De 65 à 150 personnes auraient été tuées dans des affrontements entre forces de l'ordre et membres d'une secte islamiste radicale dans trois États du pays.
« Cinq policiers ont été tués, une station de police a été incendiée et 60 talibans ont été tués », dans les États de Bauchi et de Yobe, dans le nord-est du Nigeria, a indiqué l'inspecteur général intérimaire de la police Ogbonna Onovo.
Le correspondant de la BBC affirme de son côté avoir compté au moins 100 corps à Bauchi, principal lieu des violences. Il évalue le nombre de 150 morts en tout pour les deux jours d'affrontement dans le pays.
Les affrontements se poursuivent
M. Onovo a indiqué que des membres de ce groupuscule se heurtaient désormais à la police dans l'État de Borno. « Ils sont à Maiduguri [la capitale de l'État de Borno] maintenant et ils se battent contre la police », a-t-il indiqué.
Les insurgés y auraient brûlé une prison, deux postes de police, des églises, une école et des édifices gouvernementaux.
Maiduguri constitue une ville importante pour le Boko Haram. Plusieurs quartiers de la ville sont vus comme des bastions de ce groupuscule.
L'Agence France-Presse cite un résident de la région, qui affirme que des hommes ont pris d'assaut cette ville frontalière avec le Cameroun dimanche soir. Ils ont « brûlé vif un douanier et égorgé un ingénieur local qui travaillait à la construction d'un nouveau bâtiment des douanes », a déclaré Shafiu Mohammed par téléphone. Ils ont aussi mis le feu à un poste de police, à des bâtiments des douanes ainsi qu'à une église, a-t-il ajouté. Il les a décrits comme étant lourdement armés.
D'autres affrontements auraient lieu à Wudil, près de la ville de Kano - la plus importante agglomération du nord du pays.
Le calme est toutefois revenu à Bauchi, rapporte l'AFP, après l'imposition d'un couvre-feu dimanche.
Des combats depuis dimanche
Les violences ont commencé tôt dimanche matin, lorsque des dizaines d'hommes armés de pistolets et de grenades ont attaqué un poste de police à Bauchi, après l'arrestation de leurs chefs. La police et l'armée ont repoussé l'attaque puis lancé une opération dans les quartiers où vivent les membres de ce groupe.
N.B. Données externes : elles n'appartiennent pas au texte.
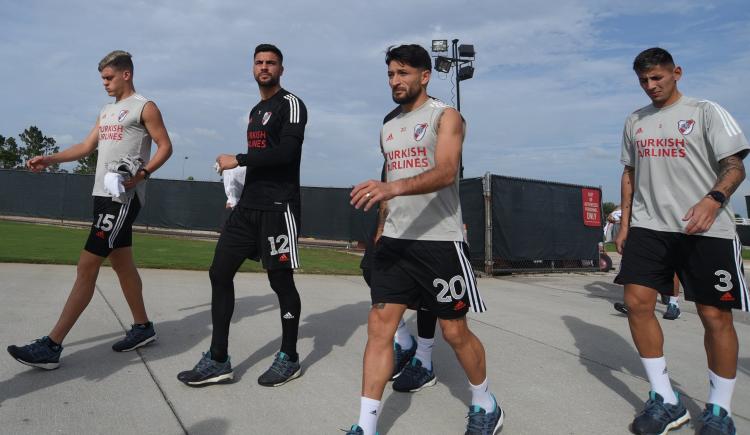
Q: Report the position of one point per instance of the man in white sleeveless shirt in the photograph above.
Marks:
(420, 258)
(683, 159)
(124, 128)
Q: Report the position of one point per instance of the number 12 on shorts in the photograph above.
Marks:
(105, 222)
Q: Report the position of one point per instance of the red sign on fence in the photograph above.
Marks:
(591, 208)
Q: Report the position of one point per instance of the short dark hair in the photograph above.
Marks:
(652, 57)
(119, 60)
(269, 47)
(413, 55)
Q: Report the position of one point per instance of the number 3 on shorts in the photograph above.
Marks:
(445, 287)
(725, 281)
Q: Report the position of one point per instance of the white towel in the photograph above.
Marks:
(113, 185)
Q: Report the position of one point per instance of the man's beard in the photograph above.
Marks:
(406, 99)
(273, 81)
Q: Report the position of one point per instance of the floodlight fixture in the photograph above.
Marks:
(466, 50)
(443, 64)
(439, 45)
(465, 73)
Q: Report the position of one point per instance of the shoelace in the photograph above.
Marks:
(656, 410)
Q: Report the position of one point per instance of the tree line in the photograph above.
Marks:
(13, 155)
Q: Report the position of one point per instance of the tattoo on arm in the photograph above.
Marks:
(731, 174)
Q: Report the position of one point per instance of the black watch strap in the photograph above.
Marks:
(717, 196)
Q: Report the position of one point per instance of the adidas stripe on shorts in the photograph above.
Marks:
(432, 275)
(710, 268)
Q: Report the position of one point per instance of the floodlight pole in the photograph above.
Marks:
(454, 60)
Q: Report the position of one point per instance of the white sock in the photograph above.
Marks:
(403, 338)
(720, 391)
(424, 351)
(480, 396)
(369, 411)
(656, 370)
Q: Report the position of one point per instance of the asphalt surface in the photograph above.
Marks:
(559, 358)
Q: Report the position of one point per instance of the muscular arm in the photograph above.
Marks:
(447, 158)
(75, 152)
(702, 215)
(152, 120)
(626, 204)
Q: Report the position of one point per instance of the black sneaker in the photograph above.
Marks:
(139, 335)
(483, 423)
(621, 307)
(282, 370)
(401, 357)
(658, 417)
(716, 421)
(40, 353)
(207, 372)
(672, 313)
(414, 377)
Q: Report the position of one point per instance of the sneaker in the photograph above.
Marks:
(664, 299)
(207, 372)
(716, 421)
(40, 353)
(621, 307)
(414, 377)
(402, 357)
(672, 313)
(483, 423)
(658, 417)
(282, 370)
(139, 335)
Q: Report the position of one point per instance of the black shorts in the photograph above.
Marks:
(270, 236)
(709, 268)
(112, 226)
(433, 275)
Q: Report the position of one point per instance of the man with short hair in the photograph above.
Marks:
(421, 259)
(683, 160)
(262, 226)
(123, 131)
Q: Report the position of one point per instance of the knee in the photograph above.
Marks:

Selon lui, les hommes armés font partie du mouvement Boko Haram, un groupe local qui veut imposer la loi islamique au Nigeria.
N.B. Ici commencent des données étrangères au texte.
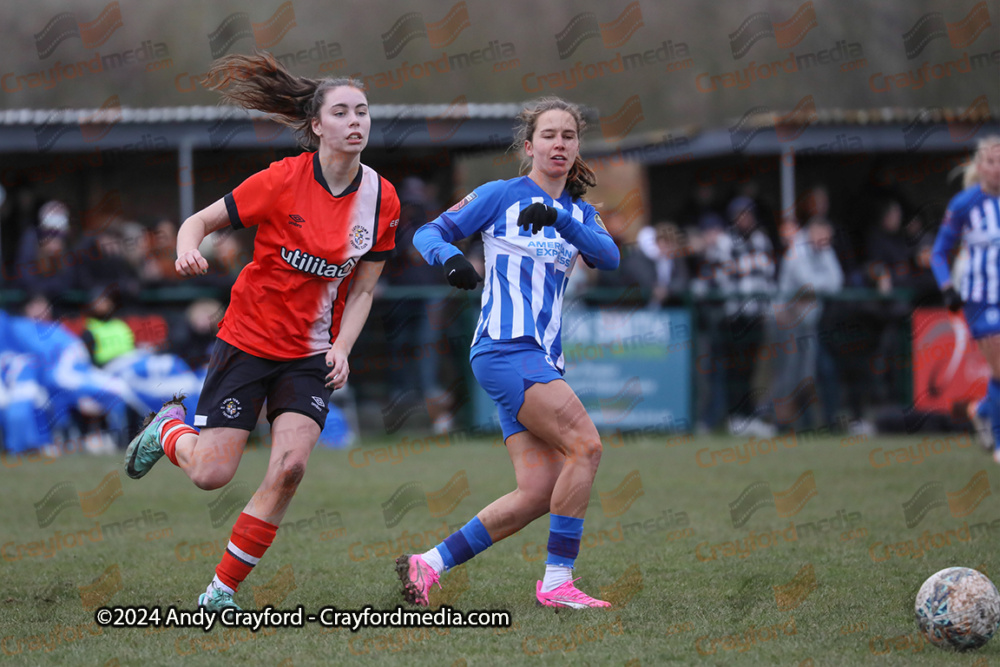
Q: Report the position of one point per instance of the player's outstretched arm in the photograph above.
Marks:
(356, 308)
(193, 232)
(591, 239)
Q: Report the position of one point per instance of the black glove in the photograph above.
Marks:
(536, 216)
(461, 273)
(952, 299)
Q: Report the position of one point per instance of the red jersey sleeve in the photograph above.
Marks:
(388, 222)
(254, 199)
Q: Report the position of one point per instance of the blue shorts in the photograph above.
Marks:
(983, 319)
(505, 369)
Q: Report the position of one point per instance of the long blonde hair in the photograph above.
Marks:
(971, 176)
(581, 176)
(261, 82)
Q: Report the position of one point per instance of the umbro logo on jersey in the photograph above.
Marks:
(317, 266)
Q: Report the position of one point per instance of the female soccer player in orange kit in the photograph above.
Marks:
(325, 226)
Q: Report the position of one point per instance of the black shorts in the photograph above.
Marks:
(238, 383)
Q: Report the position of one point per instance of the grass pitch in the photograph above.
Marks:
(715, 551)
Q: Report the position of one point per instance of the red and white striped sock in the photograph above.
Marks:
(170, 432)
(250, 539)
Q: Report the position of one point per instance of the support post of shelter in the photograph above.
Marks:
(788, 182)
(185, 177)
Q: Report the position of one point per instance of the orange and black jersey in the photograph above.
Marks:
(288, 301)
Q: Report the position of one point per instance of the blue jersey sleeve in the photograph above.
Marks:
(477, 210)
(591, 238)
(949, 235)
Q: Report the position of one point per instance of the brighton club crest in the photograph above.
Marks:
(359, 236)
(231, 408)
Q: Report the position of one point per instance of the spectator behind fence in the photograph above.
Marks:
(20, 220)
(666, 249)
(415, 327)
(159, 264)
(809, 270)
(100, 262)
(42, 265)
(106, 336)
(737, 267)
(194, 341)
(888, 251)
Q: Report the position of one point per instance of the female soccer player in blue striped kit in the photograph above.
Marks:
(973, 217)
(533, 228)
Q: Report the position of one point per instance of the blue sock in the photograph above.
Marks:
(565, 533)
(464, 543)
(993, 397)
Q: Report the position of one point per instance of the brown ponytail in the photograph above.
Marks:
(581, 176)
(260, 82)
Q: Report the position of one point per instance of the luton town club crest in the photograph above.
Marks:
(359, 236)
(231, 408)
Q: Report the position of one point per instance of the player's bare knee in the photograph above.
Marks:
(584, 448)
(291, 473)
(212, 478)
(535, 502)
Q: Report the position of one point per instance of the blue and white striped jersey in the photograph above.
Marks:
(973, 217)
(526, 274)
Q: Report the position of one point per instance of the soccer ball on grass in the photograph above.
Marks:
(958, 608)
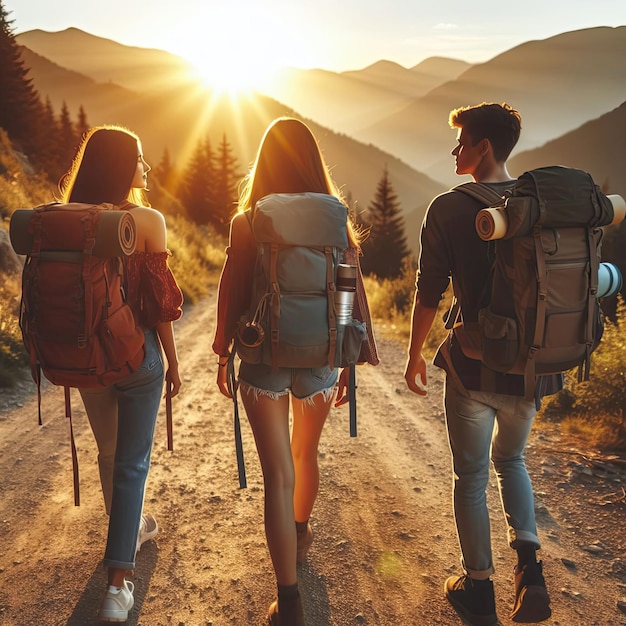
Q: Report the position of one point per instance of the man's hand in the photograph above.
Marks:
(416, 367)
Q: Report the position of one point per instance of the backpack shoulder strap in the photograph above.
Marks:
(479, 191)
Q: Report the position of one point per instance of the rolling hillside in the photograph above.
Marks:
(596, 147)
(178, 118)
(557, 84)
(106, 61)
(353, 100)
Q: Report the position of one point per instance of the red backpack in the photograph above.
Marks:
(75, 323)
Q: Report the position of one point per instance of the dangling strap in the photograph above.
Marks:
(352, 399)
(274, 304)
(89, 241)
(233, 385)
(592, 303)
(332, 315)
(68, 414)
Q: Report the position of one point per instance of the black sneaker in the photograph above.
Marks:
(532, 602)
(473, 600)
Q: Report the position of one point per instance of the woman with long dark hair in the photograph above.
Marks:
(109, 167)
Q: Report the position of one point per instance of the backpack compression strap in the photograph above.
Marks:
(274, 304)
(332, 315)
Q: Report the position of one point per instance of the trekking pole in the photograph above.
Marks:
(232, 386)
(168, 416)
(352, 399)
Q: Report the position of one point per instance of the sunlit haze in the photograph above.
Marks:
(249, 38)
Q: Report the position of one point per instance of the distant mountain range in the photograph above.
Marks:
(569, 89)
(151, 92)
(351, 101)
(557, 84)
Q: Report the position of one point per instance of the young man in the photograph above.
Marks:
(450, 248)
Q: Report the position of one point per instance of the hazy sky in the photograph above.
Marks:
(331, 34)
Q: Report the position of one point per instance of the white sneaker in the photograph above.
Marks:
(148, 529)
(117, 602)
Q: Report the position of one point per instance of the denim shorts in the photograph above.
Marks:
(302, 383)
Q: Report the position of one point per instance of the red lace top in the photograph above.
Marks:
(153, 294)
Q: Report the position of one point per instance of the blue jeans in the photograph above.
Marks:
(122, 418)
(481, 426)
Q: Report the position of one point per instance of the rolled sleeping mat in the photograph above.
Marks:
(116, 233)
(619, 208)
(491, 223)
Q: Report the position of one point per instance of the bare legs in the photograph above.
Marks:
(308, 421)
(269, 419)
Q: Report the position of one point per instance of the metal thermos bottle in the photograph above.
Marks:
(344, 296)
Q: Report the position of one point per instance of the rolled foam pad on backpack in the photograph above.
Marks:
(116, 233)
(619, 208)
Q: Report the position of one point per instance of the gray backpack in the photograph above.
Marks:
(292, 317)
(542, 314)
(292, 321)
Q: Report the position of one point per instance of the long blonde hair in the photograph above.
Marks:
(289, 160)
(103, 168)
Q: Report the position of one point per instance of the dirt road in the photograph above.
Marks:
(384, 532)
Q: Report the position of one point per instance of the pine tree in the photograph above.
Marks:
(197, 189)
(82, 125)
(386, 247)
(21, 110)
(226, 185)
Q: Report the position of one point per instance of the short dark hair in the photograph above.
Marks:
(499, 123)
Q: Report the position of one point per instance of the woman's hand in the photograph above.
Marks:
(173, 382)
(342, 387)
(222, 380)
« La police arrête nos chefs, c'est pourquoi nous avons décidé de riposter », a déclaré à Reuters un homme se réclamant de ce mouvement, qui n'a voulu se présenter que sous le nom d'Abdullah.
Une charia qui divise
Bauchi, Yobe et Borno font partie des douze États, sur les trente-six que compte le pays, où la charia, la loi islamique, est appliquée depuis 2000. Cette décision a provoqué l'exclusion d'importantes minorités chrétiennes et entraîné des violences à caractère religieux qui ont causé la mort de milliers de personnes.
Plus de 700 personnes sont mortes en novembre dernier à Jos, après qu'un différend politique a dégénéré en une confrontation entre musulmans et chrétiens. Des affrontements entre ces deux groupes religieux avaient aussi causé 14 morts en février dernier, dans l'État de Bauchi.
Le Nigeria compte 150 millions d'habitants, répartis presque également entre chrétiens et musulmans. Les deux groupes vivent généralement en harmonie,mais les tensions s'intensifient ces dernières années.
Le pays est déjà confronté à la rébellion du Mouvement d'émancipation du delta du Niger, le Mend, dont les revendications sont d'ordre économique et qui n'est pas lié à Boko Haram.